RMM - Concord - Agents going offline / False offline alerts - under investigation
Incident Report for Datto
Postmortem

User Impact: Devices reconnecting and general connection instability, causing dropped sessions and false offline alerts.

Root Cause Analysis: A buildup of job related "action flags" caused a slow down in processing other messages as the existing flags were not being cleared out as expected. The slow down resulted in the failure of some devices to receive a response prior to their timeout. As such, the Ping response message had failed to reach the platform and triggered a reconnect and offline alerts.

We have cleared out the backlog of flags and an investigation is underway to determine the best method of avoiding a this behavior in the future.

Posted 3 months ago. May 14, 2019 - 13:49 UTC

Resolved
This incident has been resolved.
Posted 3 months ago. May 08, 2019 - 22:10 UTC
Update
We are continuing to monitor for any further issues.
Posted 3 months ago. May 08, 2019 - 20:48 UTC
Update
We are continuing to monitor for any further issues.
Posted 3 months ago.
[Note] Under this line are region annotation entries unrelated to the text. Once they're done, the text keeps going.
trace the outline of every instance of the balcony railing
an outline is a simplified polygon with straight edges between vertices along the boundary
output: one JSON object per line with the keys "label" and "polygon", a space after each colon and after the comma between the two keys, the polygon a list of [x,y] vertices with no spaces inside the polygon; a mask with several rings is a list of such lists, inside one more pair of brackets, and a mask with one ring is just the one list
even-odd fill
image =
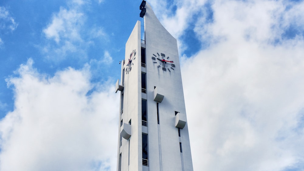
{"label": "balcony railing", "polygon": [[143,159],[143,165],[146,166],[149,166],[149,161],[147,159]]}
{"label": "balcony railing", "polygon": [[147,90],[144,89],[143,88],[141,88],[141,92],[145,94],[147,93]]}
{"label": "balcony railing", "polygon": [[141,120],[141,125],[145,126],[148,126],[148,122],[145,120]]}

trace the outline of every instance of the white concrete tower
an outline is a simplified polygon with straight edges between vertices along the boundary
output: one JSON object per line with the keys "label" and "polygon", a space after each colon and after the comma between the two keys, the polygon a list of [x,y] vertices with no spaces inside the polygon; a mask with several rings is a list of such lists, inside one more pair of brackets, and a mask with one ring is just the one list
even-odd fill
{"label": "white concrete tower", "polygon": [[122,62],[119,171],[193,170],[176,39],[144,1]]}

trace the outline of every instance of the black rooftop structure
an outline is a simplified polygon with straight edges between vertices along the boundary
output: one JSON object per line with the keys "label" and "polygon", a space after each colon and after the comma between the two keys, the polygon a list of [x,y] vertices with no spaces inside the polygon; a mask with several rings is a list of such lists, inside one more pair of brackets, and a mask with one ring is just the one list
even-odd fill
{"label": "black rooftop structure", "polygon": [[141,4],[140,4],[140,6],[139,6],[139,9],[142,10],[145,6],[146,6],[146,1],[143,1]]}
{"label": "black rooftop structure", "polygon": [[147,9],[146,9],[146,8],[143,8],[145,5],[146,1],[143,1],[143,2],[141,2],[141,4],[140,4],[140,6],[139,6],[139,9],[141,10],[141,11],[140,12],[140,13],[139,14],[139,16],[141,18],[143,17],[146,14],[146,11],[147,11]]}

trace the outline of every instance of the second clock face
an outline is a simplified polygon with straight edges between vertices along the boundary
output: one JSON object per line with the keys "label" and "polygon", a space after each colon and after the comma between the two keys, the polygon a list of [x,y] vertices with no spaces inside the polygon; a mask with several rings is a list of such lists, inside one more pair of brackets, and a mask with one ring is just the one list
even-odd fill
{"label": "second clock face", "polygon": [[158,53],[153,54],[152,56],[152,61],[154,65],[158,68],[161,68],[163,71],[171,72],[174,70],[175,65],[173,61],[170,60],[170,57],[166,56],[164,54]]}
{"label": "second clock face", "polygon": [[129,61],[126,65],[127,67],[126,72],[126,74],[127,74],[129,73],[132,69],[132,65],[134,65],[134,64],[132,62],[133,61],[135,60],[135,55],[136,55],[136,51],[135,49],[133,50],[132,52],[130,54],[130,58],[129,59]]}

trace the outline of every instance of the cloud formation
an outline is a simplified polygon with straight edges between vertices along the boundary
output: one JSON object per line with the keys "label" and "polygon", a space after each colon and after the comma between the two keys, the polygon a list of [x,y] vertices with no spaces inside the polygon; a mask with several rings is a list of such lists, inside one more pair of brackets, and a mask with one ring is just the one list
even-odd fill
{"label": "cloud formation", "polygon": [[0,170],[116,170],[113,86],[93,85],[88,66],[50,76],[33,62],[7,80],[15,100],[0,122]]}
{"label": "cloud formation", "polygon": [[[2,34],[11,32],[17,28],[18,24],[4,7],[0,6],[0,36]],[[4,42],[0,37],[0,47]]]}
{"label": "cloud formation", "polygon": [[85,59],[88,49],[96,42],[93,40],[107,37],[102,28],[87,24],[86,5],[91,3],[70,1],[67,7],[60,7],[59,12],[53,14],[42,30],[45,43],[37,45],[47,58],[55,62],[67,58]]}
{"label": "cloud formation", "polygon": [[181,63],[195,170],[303,170],[303,4],[217,1],[197,18],[209,45]]}

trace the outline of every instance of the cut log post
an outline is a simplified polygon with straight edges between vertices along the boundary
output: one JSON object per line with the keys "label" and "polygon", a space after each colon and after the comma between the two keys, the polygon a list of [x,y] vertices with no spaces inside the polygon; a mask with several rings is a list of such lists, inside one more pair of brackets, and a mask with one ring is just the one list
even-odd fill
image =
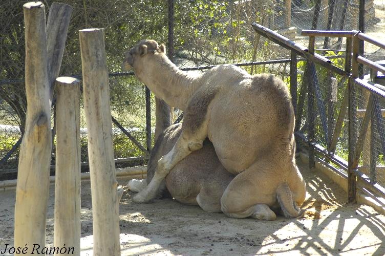
{"label": "cut log post", "polygon": [[80,255],[80,81],[56,79],[57,92],[54,246]]}
{"label": "cut log post", "polygon": [[41,2],[24,6],[26,37],[26,131],[20,148],[14,246],[45,245],[50,184],[51,109],[46,12]]}
{"label": "cut log post", "polygon": [[162,99],[155,98],[155,141],[159,134],[171,125],[170,107]]}
{"label": "cut log post", "polygon": [[117,188],[110,88],[104,29],[79,31],[83,95],[88,132],[94,255],[120,255]]}
{"label": "cut log post", "polygon": [[47,22],[47,56],[50,100],[52,102],[55,80],[59,76],[63,53],[70,25],[72,7],[69,5],[54,3],[50,8]]}

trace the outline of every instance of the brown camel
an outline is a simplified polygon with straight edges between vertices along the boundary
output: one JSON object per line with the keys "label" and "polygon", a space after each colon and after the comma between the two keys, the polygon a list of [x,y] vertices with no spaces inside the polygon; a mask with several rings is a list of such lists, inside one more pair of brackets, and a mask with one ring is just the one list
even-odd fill
{"label": "brown camel", "polygon": [[180,136],[134,201],[154,198],[172,168],[208,137],[222,164],[236,175],[221,198],[222,211],[246,218],[260,204],[278,202],[286,217],[298,216],[306,187],[295,164],[294,115],[286,84],[272,75],[251,76],[228,65],[191,75],[165,52],[164,45],[142,40],[123,62],[157,97],[184,112]]}
{"label": "brown camel", "polygon": [[[180,123],[174,124],[160,134],[148,160],[147,178],[130,180],[128,185],[130,190],[140,192],[150,183],[158,161],[175,144],[181,127]],[[206,211],[220,212],[221,198],[234,177],[222,165],[212,143],[206,139],[202,148],[192,152],[173,168],[161,183],[157,194],[166,196],[169,193],[182,203],[199,205]],[[272,210],[266,204],[258,204],[251,217],[274,220],[276,218],[276,212],[282,211],[277,203],[271,208]]]}

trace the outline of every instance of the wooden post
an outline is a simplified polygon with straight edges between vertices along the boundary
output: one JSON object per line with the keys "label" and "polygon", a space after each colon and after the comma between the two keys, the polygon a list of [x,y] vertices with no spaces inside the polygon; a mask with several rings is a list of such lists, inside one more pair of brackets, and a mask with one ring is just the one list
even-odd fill
{"label": "wooden post", "polygon": [[54,246],[80,255],[80,81],[56,79],[57,89]]}
{"label": "wooden post", "polygon": [[52,101],[55,80],[59,75],[66,45],[68,27],[72,7],[69,5],[54,3],[50,8],[47,22],[47,55],[50,99]]}
{"label": "wooden post", "polygon": [[46,12],[41,2],[23,6],[26,36],[26,131],[20,148],[15,205],[14,246],[46,243],[50,184],[51,109]]}
{"label": "wooden post", "polygon": [[79,31],[92,194],[94,255],[120,255],[110,88],[103,29]]}

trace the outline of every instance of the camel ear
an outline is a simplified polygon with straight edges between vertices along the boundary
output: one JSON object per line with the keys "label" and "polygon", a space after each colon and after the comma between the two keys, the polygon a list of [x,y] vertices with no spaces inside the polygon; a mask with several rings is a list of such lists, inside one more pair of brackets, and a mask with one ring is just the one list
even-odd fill
{"label": "camel ear", "polygon": [[147,54],[147,46],[145,45],[142,45],[139,46],[139,55],[140,56],[144,55]]}
{"label": "camel ear", "polygon": [[159,47],[159,49],[160,49],[160,51],[162,53],[164,53],[166,52],[166,47],[164,46],[163,44],[162,44],[162,45]]}

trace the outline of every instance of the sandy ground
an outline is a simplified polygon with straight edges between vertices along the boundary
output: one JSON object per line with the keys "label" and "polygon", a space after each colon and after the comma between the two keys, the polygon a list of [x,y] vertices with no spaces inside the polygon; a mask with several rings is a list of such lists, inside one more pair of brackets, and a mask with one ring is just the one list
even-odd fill
{"label": "sandy ground", "polygon": [[[303,208],[320,210],[320,219],[231,219],[171,199],[138,204],[125,193],[120,207],[122,255],[385,254],[385,217],[366,205],[347,204],[346,193],[335,183],[301,162],[298,165],[307,183]],[[47,242],[52,246],[51,188]],[[82,183],[81,194],[81,254],[92,255],[89,182]],[[14,191],[0,193],[0,251],[13,242],[14,201]]]}

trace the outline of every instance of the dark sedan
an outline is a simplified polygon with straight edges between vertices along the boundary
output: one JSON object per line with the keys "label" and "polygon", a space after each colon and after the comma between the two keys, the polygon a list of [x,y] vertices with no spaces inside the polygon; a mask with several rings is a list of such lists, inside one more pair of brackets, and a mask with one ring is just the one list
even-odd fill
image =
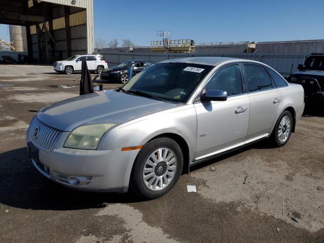
{"label": "dark sedan", "polygon": [[15,64],[17,63],[17,61],[13,57],[10,56],[3,56],[0,57],[0,63],[7,63],[8,64]]}
{"label": "dark sedan", "polygon": [[117,81],[125,83],[128,81],[130,68],[132,67],[132,75],[134,76],[155,62],[142,60],[133,60],[120,63],[115,67],[104,69],[100,74],[100,79]]}

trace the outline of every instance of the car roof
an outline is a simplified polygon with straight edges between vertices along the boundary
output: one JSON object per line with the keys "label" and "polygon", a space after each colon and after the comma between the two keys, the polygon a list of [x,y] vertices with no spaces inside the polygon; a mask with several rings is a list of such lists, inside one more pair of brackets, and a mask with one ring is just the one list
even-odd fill
{"label": "car roof", "polygon": [[232,58],[230,57],[186,57],[184,58],[178,58],[176,59],[167,60],[159,62],[159,63],[193,63],[195,64],[208,65],[210,66],[216,66],[220,62],[226,61],[250,61],[238,58]]}
{"label": "car roof", "polygon": [[128,61],[125,61],[125,62],[152,62],[151,61],[148,61],[147,60],[140,60],[140,59],[130,60],[128,60]]}

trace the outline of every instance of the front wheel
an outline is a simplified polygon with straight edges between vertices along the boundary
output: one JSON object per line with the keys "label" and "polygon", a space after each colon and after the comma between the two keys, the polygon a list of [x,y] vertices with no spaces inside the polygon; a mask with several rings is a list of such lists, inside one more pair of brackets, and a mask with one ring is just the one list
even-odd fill
{"label": "front wheel", "polygon": [[168,138],[159,138],[146,144],[134,163],[130,189],[140,196],[159,197],[178,181],[182,171],[183,157],[179,145]]}
{"label": "front wheel", "polygon": [[281,147],[288,142],[292,134],[293,122],[292,114],[288,110],[284,111],[280,115],[272,134],[274,145]]}

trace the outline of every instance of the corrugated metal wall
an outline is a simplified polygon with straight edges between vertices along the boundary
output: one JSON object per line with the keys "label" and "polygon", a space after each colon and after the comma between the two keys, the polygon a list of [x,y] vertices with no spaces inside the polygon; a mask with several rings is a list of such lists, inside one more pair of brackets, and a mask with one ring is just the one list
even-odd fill
{"label": "corrugated metal wall", "polygon": [[[100,53],[103,55],[108,61],[108,66],[116,66],[118,64],[130,60],[142,59],[158,62],[165,60],[189,57],[207,56],[197,53],[157,54],[157,53]],[[227,57],[244,59],[254,60],[263,62],[284,76],[288,76],[291,72],[297,70],[299,64],[304,63],[307,56],[304,53],[280,54],[280,53],[223,53],[209,55],[208,56]],[[293,68],[292,69],[292,65]]]}
{"label": "corrugated metal wall", "polygon": [[[67,44],[67,27],[65,23],[64,5],[71,6],[69,8],[69,17],[70,29],[71,55],[92,54],[93,46],[93,0],[78,0],[76,4],[72,4],[71,0],[44,0],[46,2],[56,5],[53,5],[53,36],[56,43],[55,48],[55,59],[66,59],[68,56]],[[32,5],[32,2],[30,2]],[[74,8],[73,8],[74,7]],[[83,9],[85,9],[83,10]],[[42,29],[44,23],[39,24]],[[49,30],[49,22],[46,22]],[[38,45],[36,35],[35,25],[30,27],[33,48],[33,57],[38,59]],[[41,40],[44,42],[44,40]],[[42,42],[40,45],[44,45]]]}
{"label": "corrugated metal wall", "polygon": [[257,49],[259,52],[268,53],[324,53],[324,39],[259,42]]}

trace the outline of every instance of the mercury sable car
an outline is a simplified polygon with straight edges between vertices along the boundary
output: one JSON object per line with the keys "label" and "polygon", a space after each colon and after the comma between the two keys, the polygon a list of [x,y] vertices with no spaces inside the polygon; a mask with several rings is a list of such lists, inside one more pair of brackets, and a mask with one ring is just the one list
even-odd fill
{"label": "mercury sable car", "polygon": [[35,167],[54,181],[153,198],[207,159],[267,138],[285,145],[304,107],[302,86],[261,63],[169,60],[115,91],[43,108],[26,142]]}

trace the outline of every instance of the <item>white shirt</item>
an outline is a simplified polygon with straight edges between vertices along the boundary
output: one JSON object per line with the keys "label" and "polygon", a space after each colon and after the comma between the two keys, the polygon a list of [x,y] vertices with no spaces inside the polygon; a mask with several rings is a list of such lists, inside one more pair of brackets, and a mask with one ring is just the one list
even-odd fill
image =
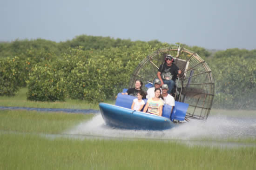
{"label": "white shirt", "polygon": [[133,110],[138,111],[140,108],[141,105],[145,105],[145,102],[143,100],[141,100],[140,102],[138,101],[138,98],[135,98],[133,99],[134,102],[134,105],[133,106]]}
{"label": "white shirt", "polygon": [[163,97],[163,103],[172,106],[175,105],[174,98],[169,94],[167,94],[167,96]]}
{"label": "white shirt", "polygon": [[[161,91],[161,94],[162,93],[162,90],[160,88]],[[146,98],[150,98],[155,97],[155,87],[149,88],[147,91],[148,94],[146,96]]]}

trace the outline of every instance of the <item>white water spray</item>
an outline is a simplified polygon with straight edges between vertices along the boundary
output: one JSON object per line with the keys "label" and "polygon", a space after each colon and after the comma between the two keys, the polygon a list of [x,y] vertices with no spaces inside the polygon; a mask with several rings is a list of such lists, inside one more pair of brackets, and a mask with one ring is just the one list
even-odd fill
{"label": "white water spray", "polygon": [[91,120],[81,123],[66,134],[101,137],[138,138],[161,139],[185,139],[203,137],[255,137],[256,119],[218,115],[206,121],[192,120],[165,131],[131,130],[116,129],[106,125],[100,114]]}

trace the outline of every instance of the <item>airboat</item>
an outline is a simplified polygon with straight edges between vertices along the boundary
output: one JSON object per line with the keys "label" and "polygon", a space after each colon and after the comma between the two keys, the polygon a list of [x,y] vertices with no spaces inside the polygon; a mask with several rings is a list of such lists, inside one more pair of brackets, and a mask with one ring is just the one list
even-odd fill
{"label": "airboat", "polygon": [[177,123],[208,118],[215,94],[211,70],[195,52],[181,48],[180,45],[160,49],[147,56],[131,75],[129,88],[133,87],[137,79],[146,85],[143,87],[145,91],[152,86],[158,66],[168,54],[175,57],[174,63],[182,71],[172,92],[175,99],[172,112],[171,107],[167,105],[163,106],[162,117],[132,110],[130,108],[135,97],[119,93],[115,105],[99,104],[101,116],[108,125],[129,129],[163,130],[177,125]]}

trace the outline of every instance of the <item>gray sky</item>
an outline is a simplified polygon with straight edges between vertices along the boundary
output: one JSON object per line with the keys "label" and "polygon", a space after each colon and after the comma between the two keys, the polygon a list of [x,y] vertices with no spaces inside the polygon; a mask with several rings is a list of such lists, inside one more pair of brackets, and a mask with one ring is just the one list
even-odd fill
{"label": "gray sky", "polygon": [[81,34],[256,49],[254,0],[1,0],[0,41]]}

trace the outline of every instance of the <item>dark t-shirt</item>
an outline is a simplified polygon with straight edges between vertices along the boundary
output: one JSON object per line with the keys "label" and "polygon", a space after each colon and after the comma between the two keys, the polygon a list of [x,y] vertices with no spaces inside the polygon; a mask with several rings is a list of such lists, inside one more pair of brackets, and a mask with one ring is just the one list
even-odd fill
{"label": "dark t-shirt", "polygon": [[161,77],[163,79],[172,79],[174,81],[177,78],[178,70],[179,67],[174,63],[169,66],[168,66],[166,63],[163,63],[158,69],[158,72],[161,72]]}
{"label": "dark t-shirt", "polygon": [[[138,92],[140,91],[140,90],[137,90],[135,89],[135,88],[132,88],[131,89],[129,89],[127,90],[127,93],[128,93],[128,95],[131,96],[133,96],[135,97],[137,97],[137,94],[138,93]],[[146,96],[142,96],[142,98],[146,98]]]}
May 08, 2019 - 20:48 UTC
Monitoring
A fix has been implemented and we are monitoring the results.
Posted 3 months ago. May 08, 2019 - 19:09 UTC
Update
We are actively taking steps to address this concern. As a result - You may see jobs temporally not running. We apologize for the inconvenience. We will update this page within 30 minutes with an update as to the the status.
Posted 3 months ago. May 08, 2019 - 18:48 UTC
Investigating
We are currently investigating a number of reports of agents going offline / false offline alerts being generated on the Concord platform. We will update this page within 30 minutes with an update as to the status.

Thank you for your patience!
Posted 3 months ago. May 08, 2019 - 18:30 UTC
This incident affected: Datto RMM (Concord (US East)).